Шрифт:
Интервал:
Закладка:
— Какая ещё метка? — мать не отводила взгляда, глаза её были мокрые, полные света, упрямства и отчаяния.
Повитуха отвернулась, упрямо вытерла лоб тыльной стороной ладони, будто стирала не пот, а воспоминание, тяжёлое и липкое, что пришло издалека, от тех, кто тоже когда-то ждал знак в зимней ночи.
— Есть старые слова, — негромко сказала повитуха, не сводя глаз с матери, голос её стал шершавым, как старое дерево, — когда рождаются двое — один несёт свет, другой тень. Если кровь ложится зеркалом — значит, одному путь по солнцу, другому — против.
Мать устало откинулась на подушку, рука обмякла, пальцы сжали угол одеяла.
— Замолчи, — тихо бросила она, в голосе была усталость, глубже ночи. — Уйди, если боишься.
— Боюсь, — повитуха не спорила, не оправдывалась, сказала просто, будто признавалась самой себе. — Но не за себя. За них.
Она шагнула ближе, нагнулась, чтобы встретиться с матерью взглядом. В глазах у неё отражался дрожащий багровый свет, и что-то ещё, отголосок тревоги, старой, как сама земля.
— Слушай, — тихо, но настойчиво. — Старшего, того, что с глазами старика, держи подальше от младшего. Их дороги не рядом. Чем раньше разойдутся — тем целее будут оба.
— Ты бредишь, — выдохнула мать, голос был сдавленный, как будто в горле крошились сухие листья. — Они братья.
— Именно, — кивнула повитуха, и взгляд у неё был горький, упрямый. — Вот потому и беда.
Мать отвернулась к стене, скрыла лицо в тени, прижимая к себе обоих младенцев, будто могла заслонить их от всех слов, от всех дурных предзнаменований, от самой судьбы. В комнате было тихо, только в печи щёлкало, трескало, плясал тусклый огонь.
Повитуха задержалась ещё на секунду, словно прощалась с чем-то невидимым. Потом сняла со стены маленькую, потемневшую от времени иконку, быстро перекрестилась и осторожно, неуклюже поставила её обратно.
— Я своё сказала, — тихо бросила она, завязывая на узел старый, потертый платок. — А ты смотри, чтоб не поздно было.
Она собрала свою суму, набросила на плечи тёплый плат и тяжёлой, медленной походкой подошла к двери.
— Куда ты? — спросила мать, не оборачиваясь, голос был едва слышен. — Ещё ночь.
— Ночь — теперь не страшно, — отозвалась повитуха у самого порога, в голосе её прозвучал лёгкий, едва заметный смешок. — Страшно, что день всё это увидит.
Дверь медленно скрипнула, приоткрылась, выпуская наружу холод, и тут же закрылась, глухо, без эха.
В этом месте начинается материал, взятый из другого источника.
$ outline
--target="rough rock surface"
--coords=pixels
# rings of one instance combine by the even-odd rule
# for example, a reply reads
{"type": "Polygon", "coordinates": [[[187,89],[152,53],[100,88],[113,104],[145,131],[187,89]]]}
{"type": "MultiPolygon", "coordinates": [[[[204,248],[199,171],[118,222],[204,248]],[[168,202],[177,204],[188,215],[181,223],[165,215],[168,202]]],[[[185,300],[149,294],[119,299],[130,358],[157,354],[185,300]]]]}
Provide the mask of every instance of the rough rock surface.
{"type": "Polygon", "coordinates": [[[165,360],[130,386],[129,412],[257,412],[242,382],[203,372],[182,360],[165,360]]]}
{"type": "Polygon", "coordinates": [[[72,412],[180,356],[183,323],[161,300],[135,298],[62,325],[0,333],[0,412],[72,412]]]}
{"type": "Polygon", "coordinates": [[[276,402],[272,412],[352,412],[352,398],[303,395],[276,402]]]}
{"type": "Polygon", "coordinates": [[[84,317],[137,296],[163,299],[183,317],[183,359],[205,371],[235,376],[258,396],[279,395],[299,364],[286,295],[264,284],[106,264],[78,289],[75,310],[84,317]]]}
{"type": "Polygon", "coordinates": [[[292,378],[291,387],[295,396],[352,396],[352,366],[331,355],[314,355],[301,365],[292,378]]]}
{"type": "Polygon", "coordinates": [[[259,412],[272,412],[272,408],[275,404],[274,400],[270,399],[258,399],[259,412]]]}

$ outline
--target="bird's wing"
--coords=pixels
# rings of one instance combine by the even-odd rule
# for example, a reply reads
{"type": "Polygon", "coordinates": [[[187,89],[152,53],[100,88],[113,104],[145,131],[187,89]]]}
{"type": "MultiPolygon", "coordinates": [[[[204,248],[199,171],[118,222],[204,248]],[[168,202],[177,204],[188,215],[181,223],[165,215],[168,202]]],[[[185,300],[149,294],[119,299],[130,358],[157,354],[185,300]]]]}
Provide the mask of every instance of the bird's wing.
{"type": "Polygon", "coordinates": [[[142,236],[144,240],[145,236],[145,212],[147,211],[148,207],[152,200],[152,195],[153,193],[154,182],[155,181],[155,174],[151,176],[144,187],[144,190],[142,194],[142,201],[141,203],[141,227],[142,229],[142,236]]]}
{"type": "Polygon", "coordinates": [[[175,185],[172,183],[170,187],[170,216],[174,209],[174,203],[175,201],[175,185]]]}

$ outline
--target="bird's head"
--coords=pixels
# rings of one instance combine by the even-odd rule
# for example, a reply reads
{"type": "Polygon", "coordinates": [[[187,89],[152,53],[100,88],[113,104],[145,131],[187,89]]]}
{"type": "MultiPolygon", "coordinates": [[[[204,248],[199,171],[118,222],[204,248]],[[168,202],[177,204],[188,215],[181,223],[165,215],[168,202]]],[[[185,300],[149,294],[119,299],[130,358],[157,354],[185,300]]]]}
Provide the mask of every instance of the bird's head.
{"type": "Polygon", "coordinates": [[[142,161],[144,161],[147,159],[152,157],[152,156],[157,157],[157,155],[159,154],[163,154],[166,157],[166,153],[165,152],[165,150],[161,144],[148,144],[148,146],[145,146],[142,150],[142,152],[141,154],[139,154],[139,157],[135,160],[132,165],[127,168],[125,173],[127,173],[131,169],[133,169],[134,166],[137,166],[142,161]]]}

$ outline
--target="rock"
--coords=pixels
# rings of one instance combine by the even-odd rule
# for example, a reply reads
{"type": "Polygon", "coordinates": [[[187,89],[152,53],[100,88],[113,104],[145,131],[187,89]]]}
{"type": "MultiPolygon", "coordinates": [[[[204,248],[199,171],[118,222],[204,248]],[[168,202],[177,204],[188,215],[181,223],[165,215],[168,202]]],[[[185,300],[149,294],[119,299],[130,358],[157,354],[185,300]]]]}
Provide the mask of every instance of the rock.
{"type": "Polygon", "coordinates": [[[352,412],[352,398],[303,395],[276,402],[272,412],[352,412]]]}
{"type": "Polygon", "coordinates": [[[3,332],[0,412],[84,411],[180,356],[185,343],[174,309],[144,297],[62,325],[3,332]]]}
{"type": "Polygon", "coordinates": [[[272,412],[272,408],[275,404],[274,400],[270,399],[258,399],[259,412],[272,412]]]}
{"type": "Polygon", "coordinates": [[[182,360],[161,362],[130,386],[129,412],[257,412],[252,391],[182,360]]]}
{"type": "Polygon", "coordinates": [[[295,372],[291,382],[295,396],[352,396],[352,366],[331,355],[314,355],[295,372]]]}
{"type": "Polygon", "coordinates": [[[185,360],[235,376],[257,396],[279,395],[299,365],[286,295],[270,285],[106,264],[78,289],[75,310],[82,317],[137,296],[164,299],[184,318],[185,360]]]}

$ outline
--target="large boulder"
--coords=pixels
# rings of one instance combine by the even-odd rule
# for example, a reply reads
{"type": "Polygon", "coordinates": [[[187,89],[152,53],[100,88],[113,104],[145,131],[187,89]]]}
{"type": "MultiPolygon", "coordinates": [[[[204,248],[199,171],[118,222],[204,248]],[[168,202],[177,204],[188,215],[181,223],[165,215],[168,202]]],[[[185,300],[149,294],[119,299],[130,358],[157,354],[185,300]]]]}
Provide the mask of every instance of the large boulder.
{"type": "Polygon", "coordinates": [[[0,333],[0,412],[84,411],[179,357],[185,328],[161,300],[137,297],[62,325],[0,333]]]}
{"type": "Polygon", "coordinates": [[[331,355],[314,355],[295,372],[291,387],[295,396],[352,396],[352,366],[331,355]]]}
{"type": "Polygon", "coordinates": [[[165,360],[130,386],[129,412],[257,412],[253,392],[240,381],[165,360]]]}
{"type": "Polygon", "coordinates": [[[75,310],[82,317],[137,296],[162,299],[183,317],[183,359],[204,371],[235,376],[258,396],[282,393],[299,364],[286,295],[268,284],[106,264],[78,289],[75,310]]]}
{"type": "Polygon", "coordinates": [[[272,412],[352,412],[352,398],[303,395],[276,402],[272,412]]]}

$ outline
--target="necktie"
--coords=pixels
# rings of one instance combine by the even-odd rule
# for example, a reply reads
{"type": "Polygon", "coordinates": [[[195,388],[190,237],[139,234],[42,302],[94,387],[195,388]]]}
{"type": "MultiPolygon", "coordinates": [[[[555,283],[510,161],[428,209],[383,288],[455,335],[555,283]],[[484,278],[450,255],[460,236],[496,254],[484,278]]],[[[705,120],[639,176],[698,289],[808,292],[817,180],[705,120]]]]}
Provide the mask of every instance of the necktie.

Мать осталась одна. В тёплом, красноватом свете печи стены дышали тенями, будто жили своей жизнью. Владимир лежал тихо, не шелохнувшись, его глаза ловили отблески огня, и в этом взгляде было что-то слишком сосредоточенное, холодное, чужое для младенца. Ни страха, ни удивления — только внимание, как у зверя в засаде.
Димитрий рядом дышал ровно, слабо посапывая, весь тёплый, живой, обычный — настоящий ребёнок, как их сотни.
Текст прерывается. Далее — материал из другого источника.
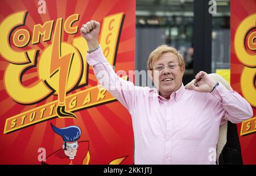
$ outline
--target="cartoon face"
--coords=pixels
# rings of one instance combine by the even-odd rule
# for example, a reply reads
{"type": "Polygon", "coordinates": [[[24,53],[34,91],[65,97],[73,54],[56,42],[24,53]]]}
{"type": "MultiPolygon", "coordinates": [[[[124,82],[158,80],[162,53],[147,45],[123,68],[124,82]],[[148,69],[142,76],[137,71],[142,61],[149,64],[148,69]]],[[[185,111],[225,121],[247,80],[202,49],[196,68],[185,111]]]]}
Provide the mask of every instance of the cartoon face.
{"type": "Polygon", "coordinates": [[[66,156],[70,158],[73,158],[76,156],[77,152],[78,144],[77,141],[73,143],[65,143],[65,148],[64,149],[64,153],[66,156]]]}

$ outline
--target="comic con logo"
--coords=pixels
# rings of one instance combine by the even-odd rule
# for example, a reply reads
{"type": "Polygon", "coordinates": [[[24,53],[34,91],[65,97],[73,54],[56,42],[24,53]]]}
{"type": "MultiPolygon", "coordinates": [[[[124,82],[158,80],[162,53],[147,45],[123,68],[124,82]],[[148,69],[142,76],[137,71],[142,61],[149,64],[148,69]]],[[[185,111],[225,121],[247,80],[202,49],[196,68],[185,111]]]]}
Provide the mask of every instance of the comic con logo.
{"type": "MultiPolygon", "coordinates": [[[[256,14],[245,18],[236,30],[234,46],[238,61],[243,65],[241,74],[241,92],[250,104],[256,107],[256,14]]],[[[242,123],[241,135],[256,131],[256,117],[242,123]]]]}
{"type": "MultiPolygon", "coordinates": [[[[27,18],[29,15],[26,11],[16,12],[0,24],[0,55],[9,63],[3,76],[5,90],[23,104],[38,103],[53,94],[58,99],[6,119],[4,133],[56,116],[76,118],[71,112],[115,99],[101,85],[72,91],[88,85],[87,44],[82,36],[76,35],[82,25],[79,14],[36,24],[27,18]],[[36,75],[31,75],[36,80],[24,85],[24,75],[33,69],[36,75]]],[[[119,12],[102,22],[101,47],[112,65],[124,17],[123,12],[119,12]]]]}
{"type": "Polygon", "coordinates": [[[237,58],[244,66],[241,77],[242,93],[251,106],[256,107],[256,14],[241,22],[234,36],[237,58]]]}

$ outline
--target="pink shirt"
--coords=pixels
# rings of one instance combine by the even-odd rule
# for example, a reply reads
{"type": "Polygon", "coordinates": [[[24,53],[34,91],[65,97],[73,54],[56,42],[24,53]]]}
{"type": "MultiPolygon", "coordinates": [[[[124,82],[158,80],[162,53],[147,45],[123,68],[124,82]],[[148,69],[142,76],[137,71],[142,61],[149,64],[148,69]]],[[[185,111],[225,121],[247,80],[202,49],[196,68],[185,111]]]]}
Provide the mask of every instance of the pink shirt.
{"type": "Polygon", "coordinates": [[[211,93],[187,90],[182,84],[167,100],[155,88],[135,86],[117,76],[101,48],[86,60],[99,82],[131,114],[135,164],[216,164],[220,124],[253,116],[249,103],[221,83],[211,93]],[[102,71],[109,77],[102,77],[102,71]],[[115,90],[110,90],[110,83],[115,90]]]}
Мать, едва держась, провела рукой по их лицам — по лбу Владимира, по пухлой щеке Димитрия. Губы её дрожали, но в голосе звучала какая-то упрямая, тяжёлая любовь:
— Не слушайте никого, — прошептала она. — Вы — мои. И всё.
Но в глубине избы, где между старыми брёвнами прятались тени, дерево потрескивало особенно тонко — будто там кто-то затаился, сдерживал смех, выжидал.
Глава 1.3. Предвестие
Повитуха всё-таки вернулась. Не выдержала — то ли совесть гнала, то ли холодный страх не отпускал за порогом. Теперь она сидела на низеньком табурете у печи, грея ладони над тусклым, багровым пламенем. Кожу на руках стягивало, будто изба вымерзала изнутри, несмотря на жар и густой запах угля.
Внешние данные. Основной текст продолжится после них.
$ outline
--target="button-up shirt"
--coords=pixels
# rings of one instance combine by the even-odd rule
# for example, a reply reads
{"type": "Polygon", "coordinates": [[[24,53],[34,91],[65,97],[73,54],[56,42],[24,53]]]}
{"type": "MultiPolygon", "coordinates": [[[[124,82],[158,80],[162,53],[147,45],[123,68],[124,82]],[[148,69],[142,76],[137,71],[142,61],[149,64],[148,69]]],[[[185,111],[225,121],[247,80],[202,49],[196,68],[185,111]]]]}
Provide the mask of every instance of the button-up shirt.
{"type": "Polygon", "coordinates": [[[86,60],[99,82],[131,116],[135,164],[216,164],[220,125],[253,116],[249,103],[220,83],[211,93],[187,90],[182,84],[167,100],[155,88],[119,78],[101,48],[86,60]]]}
Всё вокруг будто выдохлось: стены, пол, даже воздух, который стал густым и неподвижным. В колыбели, под тенью от балки, лежали младенцы — один тихо сопел, переворачиваясь, поджимая ручку под подбородок; другой лежал неподвижно, широко распахнув глаза, глядя прямо в потолок, не мигая.
Повитуха медленно провела ладонью по лицу, будто стирала с себя следы той ночи, а потом посмотрела на детей. И в её взгляде не было уже суеверного страха — только тяжёлое, вязкое знание, которое приходит с годами, когда перестаёшь надеяться, что всё можно объяснить.
— Глаза б мои этого не видели... — пробормотала повитуха, устало потирая виски. — Ночь какая-то не та.
Мать, еле дыша, пошевелилась на кровати:
— Они спят?
— Один спит, — отозвалась повитуха. — Второй... не пойму. То ли спит, то ли не спит. Всё глядит и глядит.
— Не тронь его, — выдохнула женщина. — Ему холодно, может...
— Холодно всем, — отрезала повитуха и поднялась, поправляя лампу. Пламя дрогнуло. — Но такого света я не видала.
Она склонилась к фитилю, дунула — огонь мигнул, будто вздохнул, и погас. В одно мгновение изба провалилась в тьму.
Повитуха застыла.
— Эй... — позвала она. — Ты лампу не трогала?
— Нет... — голос матери едва слышен. — Может, ветер?
— Какой ветер, двери закрыты, — раздражённо ответила старуха, но сама отступила на шаг, будто чувствуя, как из углов веет чем-то сырым, неестественным.
Тишина в избе тянулась вязко и густо, словно в воздухе кто-то растворил муку. Всё было будто запечатано изнутри: ни скрипа, ни вздоха, только мерное сопение младенцев да ленивое потрескивание поленьев, подергивающее стену красными бликами.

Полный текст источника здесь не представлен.